Citizens will now be able to have protected silence only AFTER being placed in custody. Of course you had that right before that point, but silence would now be incriminating. That gives police every incentive to delay custody — an incentive that already exists due to other rules like Miranda.
In his dissent, Justice Breyer stressed the danger of this decision:
<<...the need to categorize Salinas’ silence as based on the Fifth Amendment is supported here by the presence, in full force, of the predicament I discussed earlier, namely that of not forcing Salinas to choose between incrimination through speech and incrimination through silence. That need is also supported by the absence of any special reason that the police had to know, with certainty, whether Salinas was, in fact, relying on the Fifth Amendment—such as whether to doubt that there really was a risk of self-incrimination, see Hoffman v. United States, 341 U. S. 479, 486 (1951), or whether to grant immunity, see Kastigar, 406 U. S., at 448. Given these circumstances, Salinas’ silence was “sufficient to put the [government] on notice of an apparent claim of theprivilege.” Quinn, supra, at 164. That being so, for reasons similar to those given in Griffin, the Fifth Amendment bars the evidence of silence admitted against Salinas and mentioned by the prosecutor.>>This ruling will likely open up an entire area of new prosecutorial arguments using silence as evidence of guilt. It is a major blow to the rights of citizens.
<<One court that refused to allow such evidence pointed to the incentive a contrary rule would create for the police—to delay questioning in order to create an extended post-custody period, an intervening silence that could be used against the defendant. (United States v. Moore, (D.C. Cir. 1997) 104 F.3d 377.) Another federal court pointed out that the Miranda rule was designed to SAFEGUARD the defendant’s Fifth Amendment rights, and that the government should NOT be allowed to burden that right by implicitly pressuring the defendant to give it up and speak. (U.S. v. Velarde-Gomez (9th Cir. 2001) 269 F.3d 1023.) An appellate court in California agreed. (People v. Tom, 2012 DJDAR 3595 (2012).)

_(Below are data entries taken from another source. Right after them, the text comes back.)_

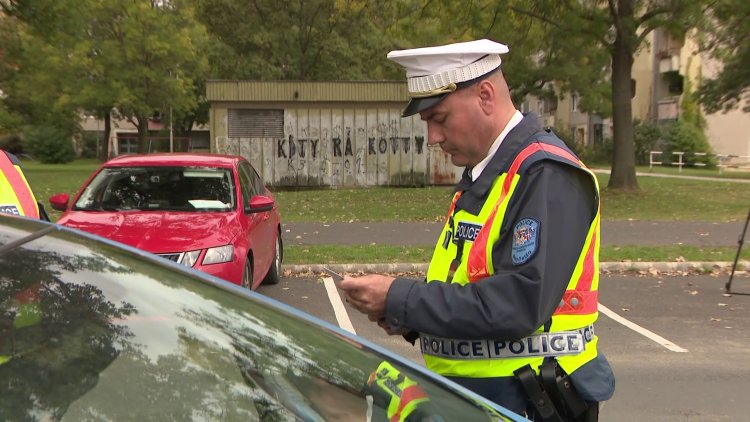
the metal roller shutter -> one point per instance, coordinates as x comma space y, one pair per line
252, 123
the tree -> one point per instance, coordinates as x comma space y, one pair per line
728, 45
129, 59
621, 28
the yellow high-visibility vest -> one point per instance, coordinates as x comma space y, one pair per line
578, 307
16, 196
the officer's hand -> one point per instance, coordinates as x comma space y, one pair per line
368, 293
390, 330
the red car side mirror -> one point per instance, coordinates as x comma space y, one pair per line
259, 203
59, 201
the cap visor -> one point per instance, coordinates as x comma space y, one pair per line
417, 105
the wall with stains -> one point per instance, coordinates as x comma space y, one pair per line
349, 147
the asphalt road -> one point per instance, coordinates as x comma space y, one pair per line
678, 344
644, 233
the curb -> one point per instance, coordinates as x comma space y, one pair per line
605, 267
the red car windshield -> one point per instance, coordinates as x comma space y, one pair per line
189, 189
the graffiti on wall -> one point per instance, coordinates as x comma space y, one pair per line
343, 148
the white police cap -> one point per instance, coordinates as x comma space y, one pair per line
434, 72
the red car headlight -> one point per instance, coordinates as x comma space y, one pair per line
218, 254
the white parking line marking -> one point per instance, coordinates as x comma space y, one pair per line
338, 306
640, 330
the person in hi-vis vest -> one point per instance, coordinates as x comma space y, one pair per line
510, 298
16, 196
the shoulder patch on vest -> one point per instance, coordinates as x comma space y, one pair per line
525, 240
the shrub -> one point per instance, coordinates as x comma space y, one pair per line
49, 144
686, 137
646, 136
12, 144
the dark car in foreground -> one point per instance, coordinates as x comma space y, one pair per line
207, 211
94, 330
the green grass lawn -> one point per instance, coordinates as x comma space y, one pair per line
660, 199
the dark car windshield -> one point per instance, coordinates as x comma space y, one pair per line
159, 189
90, 331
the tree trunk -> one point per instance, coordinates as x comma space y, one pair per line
143, 146
104, 152
623, 159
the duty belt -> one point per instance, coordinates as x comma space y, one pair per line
558, 343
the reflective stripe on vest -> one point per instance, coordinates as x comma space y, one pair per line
578, 307
15, 194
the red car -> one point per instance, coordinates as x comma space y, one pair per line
210, 212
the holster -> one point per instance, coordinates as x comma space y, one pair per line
539, 398
552, 393
562, 391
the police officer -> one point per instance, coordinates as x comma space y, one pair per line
16, 197
510, 298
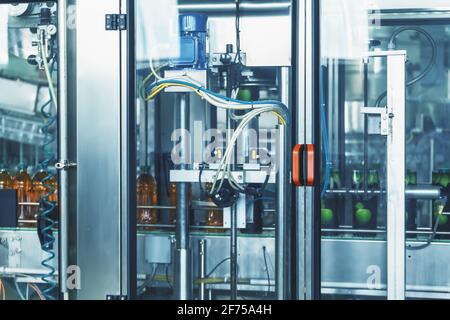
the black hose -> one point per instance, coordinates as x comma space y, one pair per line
429, 66
267, 270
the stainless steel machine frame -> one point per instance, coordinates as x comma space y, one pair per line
392, 125
97, 87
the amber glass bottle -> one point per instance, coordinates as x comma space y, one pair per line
22, 185
147, 195
5, 179
214, 218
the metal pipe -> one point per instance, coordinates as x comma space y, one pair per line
183, 275
63, 147
281, 225
233, 255
202, 268
282, 233
366, 124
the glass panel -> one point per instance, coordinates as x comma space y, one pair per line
200, 47
354, 226
28, 147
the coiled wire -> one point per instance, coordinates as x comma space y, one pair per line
48, 207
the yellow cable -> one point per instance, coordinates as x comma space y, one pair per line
161, 87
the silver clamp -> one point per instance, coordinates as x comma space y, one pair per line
384, 115
65, 164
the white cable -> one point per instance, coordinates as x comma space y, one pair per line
48, 75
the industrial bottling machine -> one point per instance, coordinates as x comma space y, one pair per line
224, 149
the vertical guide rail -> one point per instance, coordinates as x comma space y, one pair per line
396, 176
282, 237
63, 148
183, 272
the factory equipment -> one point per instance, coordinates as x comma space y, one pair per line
383, 214
28, 135
224, 149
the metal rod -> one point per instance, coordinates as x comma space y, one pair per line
366, 124
249, 7
282, 221
233, 255
202, 268
420, 192
63, 146
183, 276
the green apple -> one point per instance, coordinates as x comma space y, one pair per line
363, 216
442, 220
327, 216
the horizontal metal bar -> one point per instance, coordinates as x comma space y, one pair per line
193, 176
257, 7
424, 192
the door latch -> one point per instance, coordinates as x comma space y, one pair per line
383, 115
65, 164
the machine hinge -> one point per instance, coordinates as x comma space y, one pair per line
116, 22
116, 298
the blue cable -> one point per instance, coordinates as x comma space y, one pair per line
199, 88
325, 140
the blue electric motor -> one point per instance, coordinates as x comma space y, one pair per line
193, 33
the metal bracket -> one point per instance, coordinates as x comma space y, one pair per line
384, 115
116, 22
64, 165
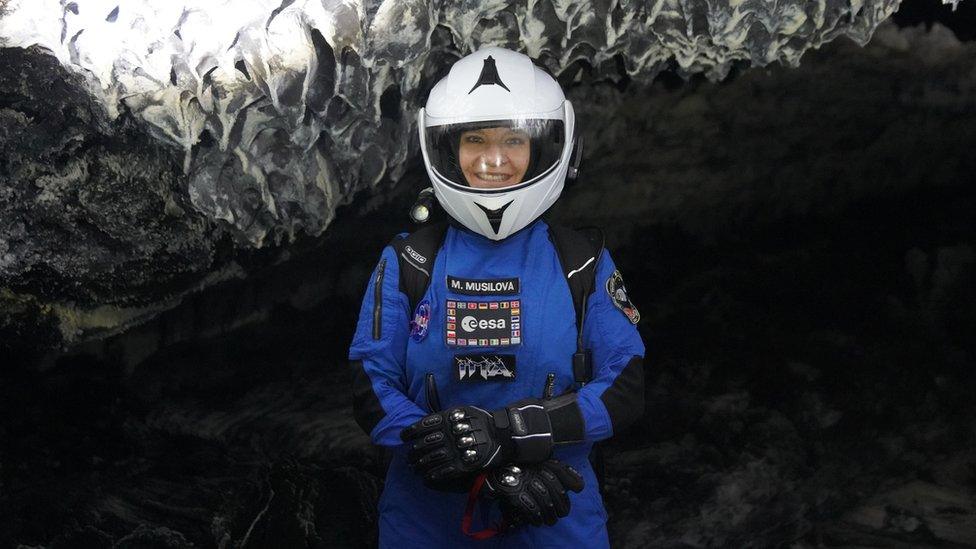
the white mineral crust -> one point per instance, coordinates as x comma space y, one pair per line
305, 102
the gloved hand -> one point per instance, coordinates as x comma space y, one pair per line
532, 494
467, 439
455, 443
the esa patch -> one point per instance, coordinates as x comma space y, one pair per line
618, 295
487, 367
483, 323
420, 322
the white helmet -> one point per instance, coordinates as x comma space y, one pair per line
517, 129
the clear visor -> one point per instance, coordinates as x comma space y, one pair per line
495, 154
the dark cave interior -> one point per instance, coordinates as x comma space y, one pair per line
809, 330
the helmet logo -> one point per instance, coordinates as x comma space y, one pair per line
495, 216
489, 76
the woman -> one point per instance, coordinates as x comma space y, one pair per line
494, 320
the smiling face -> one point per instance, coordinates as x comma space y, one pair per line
494, 158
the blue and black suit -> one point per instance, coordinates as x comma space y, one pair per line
496, 319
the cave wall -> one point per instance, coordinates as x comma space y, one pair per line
800, 244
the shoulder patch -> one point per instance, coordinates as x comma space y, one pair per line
618, 295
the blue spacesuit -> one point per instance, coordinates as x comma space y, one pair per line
496, 319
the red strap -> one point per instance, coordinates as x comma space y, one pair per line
487, 533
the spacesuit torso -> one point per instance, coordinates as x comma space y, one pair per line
495, 321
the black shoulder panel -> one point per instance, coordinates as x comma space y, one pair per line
624, 398
579, 251
416, 253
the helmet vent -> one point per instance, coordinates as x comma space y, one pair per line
489, 76
495, 216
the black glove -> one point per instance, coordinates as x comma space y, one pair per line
532, 494
467, 439
455, 444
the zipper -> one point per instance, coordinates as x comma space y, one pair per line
378, 300
550, 385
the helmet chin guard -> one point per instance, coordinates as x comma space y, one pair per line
497, 104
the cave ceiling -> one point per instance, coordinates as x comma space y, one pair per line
143, 141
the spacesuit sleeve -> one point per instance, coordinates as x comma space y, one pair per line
378, 357
615, 397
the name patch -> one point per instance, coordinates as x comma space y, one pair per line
471, 286
483, 323
471, 368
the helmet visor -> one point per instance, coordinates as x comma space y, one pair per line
495, 155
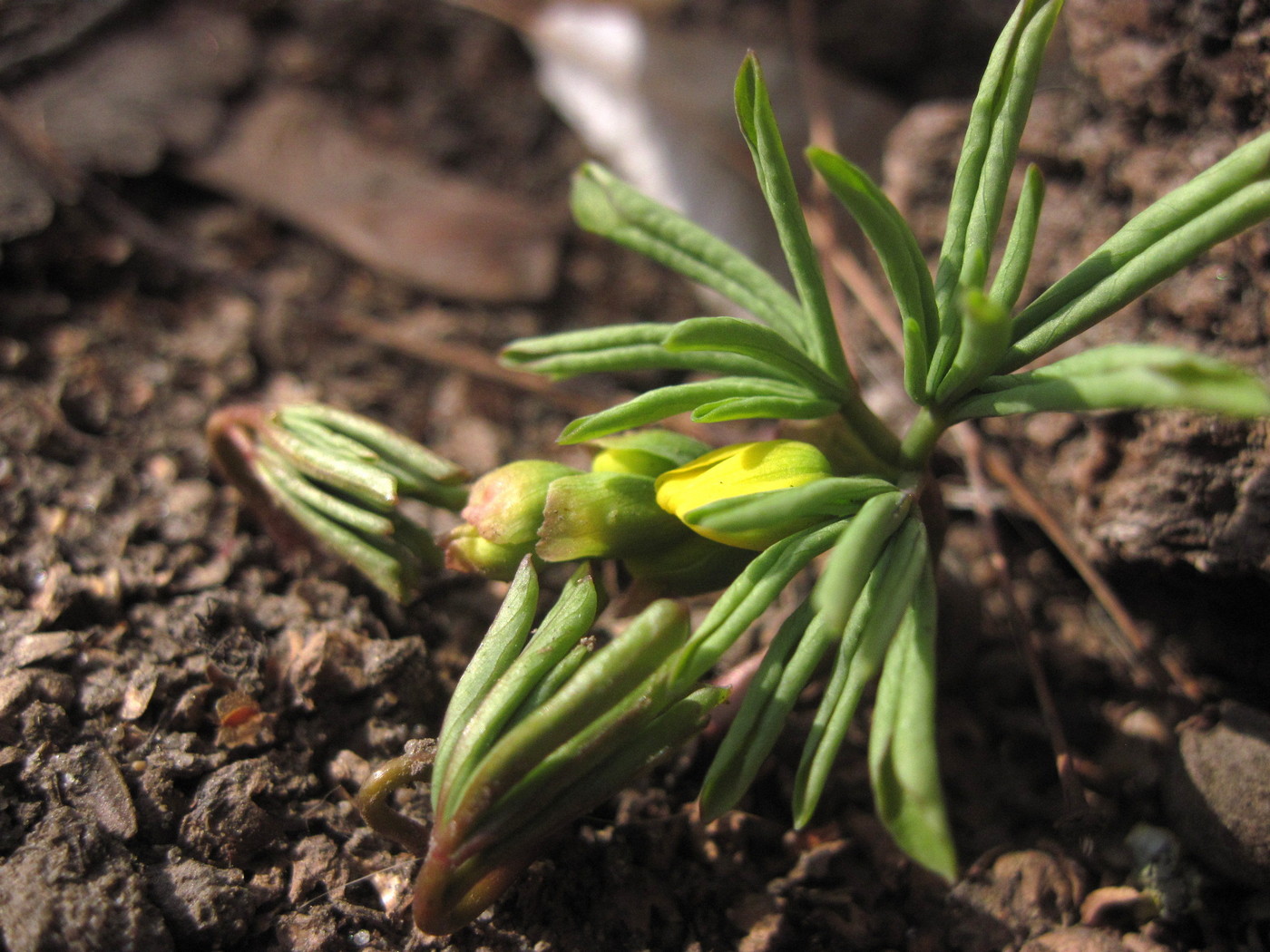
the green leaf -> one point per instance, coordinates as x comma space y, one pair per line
904, 761
386, 562
761, 345
669, 402
386, 443
748, 597
785, 670
764, 408
983, 340
1012, 272
988, 154
288, 481
818, 332
564, 626
513, 835
497, 651
1219, 203
876, 616
352, 475
634, 346
855, 554
835, 497
556, 736
901, 259
606, 206
1123, 377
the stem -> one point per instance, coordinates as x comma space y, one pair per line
875, 434
920, 441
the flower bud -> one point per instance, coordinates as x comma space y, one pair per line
467, 552
742, 470
645, 452
503, 514
505, 504
605, 516
689, 568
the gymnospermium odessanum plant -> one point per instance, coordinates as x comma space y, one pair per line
542, 727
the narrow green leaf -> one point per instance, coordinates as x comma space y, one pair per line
982, 343
568, 621
764, 408
356, 478
497, 651
1009, 282
669, 402
758, 124
1130, 263
876, 615
336, 508
387, 564
748, 597
762, 345
650, 357
1123, 377
901, 259
631, 346
904, 759
983, 170
785, 670
855, 554
666, 733
835, 497
607, 676
606, 206
383, 441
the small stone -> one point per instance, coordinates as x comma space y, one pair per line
1218, 792
202, 904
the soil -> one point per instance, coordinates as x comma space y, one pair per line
184, 713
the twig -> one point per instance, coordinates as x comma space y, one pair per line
1073, 791
1165, 672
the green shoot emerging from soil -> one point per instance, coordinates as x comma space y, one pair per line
542, 726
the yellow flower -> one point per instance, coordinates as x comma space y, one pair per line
742, 470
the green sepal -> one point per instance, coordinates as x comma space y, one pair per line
901, 259
904, 759
603, 516
648, 452
831, 498
1121, 377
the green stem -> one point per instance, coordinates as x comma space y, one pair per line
920, 441
875, 434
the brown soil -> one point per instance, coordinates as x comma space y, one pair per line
184, 714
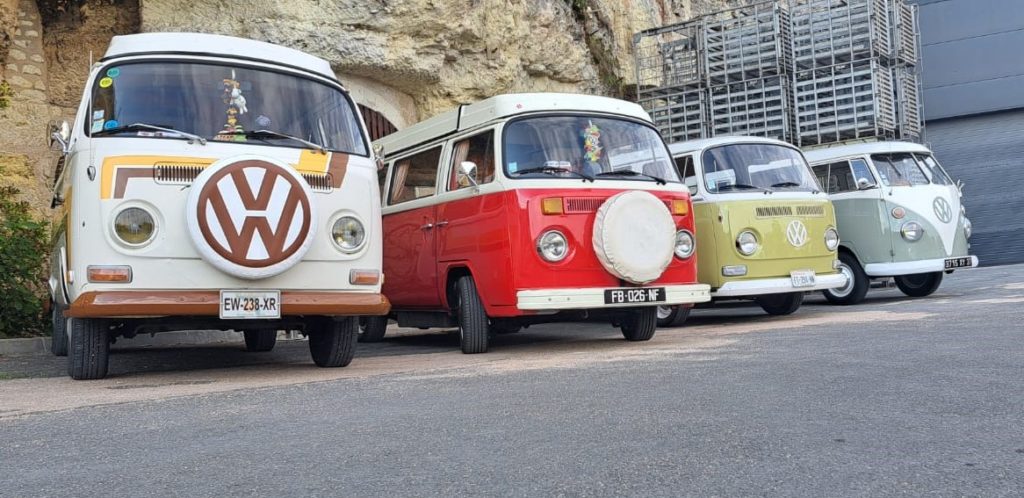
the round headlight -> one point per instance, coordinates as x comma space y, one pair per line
832, 239
684, 244
747, 243
552, 246
348, 234
134, 225
912, 231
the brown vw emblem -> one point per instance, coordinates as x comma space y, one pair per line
254, 213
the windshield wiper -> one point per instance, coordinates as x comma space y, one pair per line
630, 172
552, 170
144, 126
738, 187
268, 133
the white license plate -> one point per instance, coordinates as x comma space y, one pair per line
250, 304
802, 278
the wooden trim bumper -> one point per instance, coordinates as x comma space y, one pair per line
206, 303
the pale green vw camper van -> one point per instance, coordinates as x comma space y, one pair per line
899, 215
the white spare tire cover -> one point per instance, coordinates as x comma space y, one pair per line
634, 236
251, 216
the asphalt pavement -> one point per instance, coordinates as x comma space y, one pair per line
894, 397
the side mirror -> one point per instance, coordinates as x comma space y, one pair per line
467, 171
379, 156
59, 133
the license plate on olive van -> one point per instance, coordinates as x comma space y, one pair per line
630, 296
802, 278
958, 262
250, 304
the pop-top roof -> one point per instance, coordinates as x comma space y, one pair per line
469, 116
216, 45
835, 152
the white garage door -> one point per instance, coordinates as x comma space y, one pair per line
987, 153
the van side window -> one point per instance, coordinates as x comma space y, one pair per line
415, 176
478, 150
684, 164
836, 177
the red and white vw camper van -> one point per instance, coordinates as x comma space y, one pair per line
529, 208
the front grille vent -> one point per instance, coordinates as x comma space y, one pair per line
176, 173
583, 204
816, 211
773, 211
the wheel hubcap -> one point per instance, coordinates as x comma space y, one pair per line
848, 288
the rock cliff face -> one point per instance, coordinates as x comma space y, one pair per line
419, 57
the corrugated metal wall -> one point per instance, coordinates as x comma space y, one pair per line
987, 153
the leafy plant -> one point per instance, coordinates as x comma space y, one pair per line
23, 271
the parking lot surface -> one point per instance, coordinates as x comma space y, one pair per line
897, 396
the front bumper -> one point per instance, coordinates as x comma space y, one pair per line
140, 303
776, 286
593, 298
912, 267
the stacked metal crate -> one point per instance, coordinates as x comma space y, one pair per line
671, 80
842, 65
747, 56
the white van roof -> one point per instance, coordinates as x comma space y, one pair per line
681, 148
469, 116
836, 152
217, 45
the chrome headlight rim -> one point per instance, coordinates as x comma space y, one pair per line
129, 211
356, 233
547, 244
680, 250
832, 239
911, 232
750, 240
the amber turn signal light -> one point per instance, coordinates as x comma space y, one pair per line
680, 207
364, 277
120, 275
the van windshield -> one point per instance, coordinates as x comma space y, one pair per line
222, 102
759, 167
565, 147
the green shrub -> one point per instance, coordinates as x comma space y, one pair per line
23, 268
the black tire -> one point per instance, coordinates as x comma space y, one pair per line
640, 324
855, 289
473, 331
672, 316
260, 340
919, 285
58, 340
332, 341
780, 304
89, 348
372, 329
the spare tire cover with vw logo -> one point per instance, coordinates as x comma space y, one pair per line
251, 216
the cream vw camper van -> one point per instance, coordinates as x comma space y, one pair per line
899, 216
213, 182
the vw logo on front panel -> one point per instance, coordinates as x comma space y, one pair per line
942, 210
796, 233
251, 217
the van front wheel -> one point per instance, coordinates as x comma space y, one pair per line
89, 349
332, 341
779, 304
856, 284
639, 325
920, 285
472, 318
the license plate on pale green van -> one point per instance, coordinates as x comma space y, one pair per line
802, 278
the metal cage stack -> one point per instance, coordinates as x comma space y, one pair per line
808, 72
670, 80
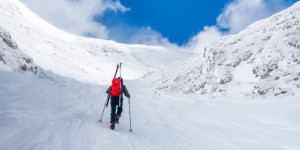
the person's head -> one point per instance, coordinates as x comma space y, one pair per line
121, 80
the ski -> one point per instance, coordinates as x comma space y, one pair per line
108, 96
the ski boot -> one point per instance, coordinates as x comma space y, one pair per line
112, 126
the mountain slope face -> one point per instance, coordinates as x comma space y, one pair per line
263, 59
84, 59
12, 56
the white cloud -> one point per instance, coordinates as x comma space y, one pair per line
75, 16
209, 36
238, 14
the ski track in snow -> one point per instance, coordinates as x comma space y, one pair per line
64, 114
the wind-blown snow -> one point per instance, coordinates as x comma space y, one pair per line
83, 59
52, 90
268, 49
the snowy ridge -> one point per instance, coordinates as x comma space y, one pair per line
84, 59
263, 59
12, 56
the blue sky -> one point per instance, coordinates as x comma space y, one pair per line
177, 20
155, 22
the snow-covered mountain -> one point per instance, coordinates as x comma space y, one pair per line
84, 59
52, 90
263, 59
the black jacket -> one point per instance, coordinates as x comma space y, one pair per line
123, 90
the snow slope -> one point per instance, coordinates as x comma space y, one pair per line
262, 60
83, 59
64, 114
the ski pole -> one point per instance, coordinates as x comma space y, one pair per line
129, 114
102, 113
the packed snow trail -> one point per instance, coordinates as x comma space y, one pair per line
64, 114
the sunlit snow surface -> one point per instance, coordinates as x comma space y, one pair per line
64, 114
59, 106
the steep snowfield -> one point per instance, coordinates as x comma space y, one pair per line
263, 59
52, 91
64, 114
83, 59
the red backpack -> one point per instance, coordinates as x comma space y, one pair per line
115, 87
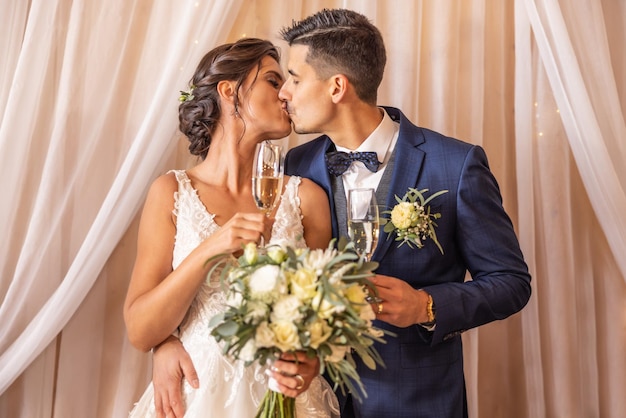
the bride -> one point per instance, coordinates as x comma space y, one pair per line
190, 216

But some courts have ruled otherwise, including a decision that emphasized the importance of knowing whether the defendant was under official compulsion to speak—only then, the court reasoned, would his silence be a “statement” for purposes of his Fifth Amendment rights. Silence in the face of pre-Miranda interrogation is different, the court reasoned, than silence in the absence of probing or questioning, and should be admitted. (U.S. v. Frazier (8th Cir. 2005) 408 F.3d 1102.)
A total of ten lower federal and state courts have ruled that the Fifth Amendment DOES apply to silence BEFORE arrest, and before police have the duty to give Miranda warnings, with about as many lower courts ruling that it does not. >>
HIS SILENCE IS A STATEMENT? HOW DOES THAT WORK?
HOW IS ONE INTERROGATION DIFFERENT FROM ANOTHER WHEN THE SAME POLICE ARE DOING THE QUESTIONING?
HOW CAN THE 5TH AMENDMENT TURN OFF AND ON WITHIN A MATTER OF MINUTES, HOURS OR EVEN IN THE SAME DAY?
OR, AS THE DAILY KOS ASKED:
<<So suppose the cops ask me my name and I reply honestly, then I fail to answer anything else. According to this decision (which likely won't be revisited for decades) I can be prosecuted based on my remaining silent and Miranda be damned.
Anyone see a problem with this? Anyone see a remedy? Do I fail to give them my name and be arrested for failure to cooperate? Is failing to give them my name, when clearly I know my name, prosecutable because I attempted to deceive an officer of the law?
Where does this lead us?>>
Where does this lead us?>>
WHATEVER....KISS ANOTHER CONSTITUTIONAL RIGHT GOODBYE, AMERICANS!
THE GREAT SUPREME COURT HAS SPOKEN...
SO LET IT BE WRITTEN, SO LET IT BE DONE...OR, IN THIS CASE, UNDONE.
IS THE SUPREME COURT ALLOWED TO CHANGE THE BILL OF RIGHTS?
SCORE! SCORE FOR THE BUNCH IN THE LONG BLACK DRESSES!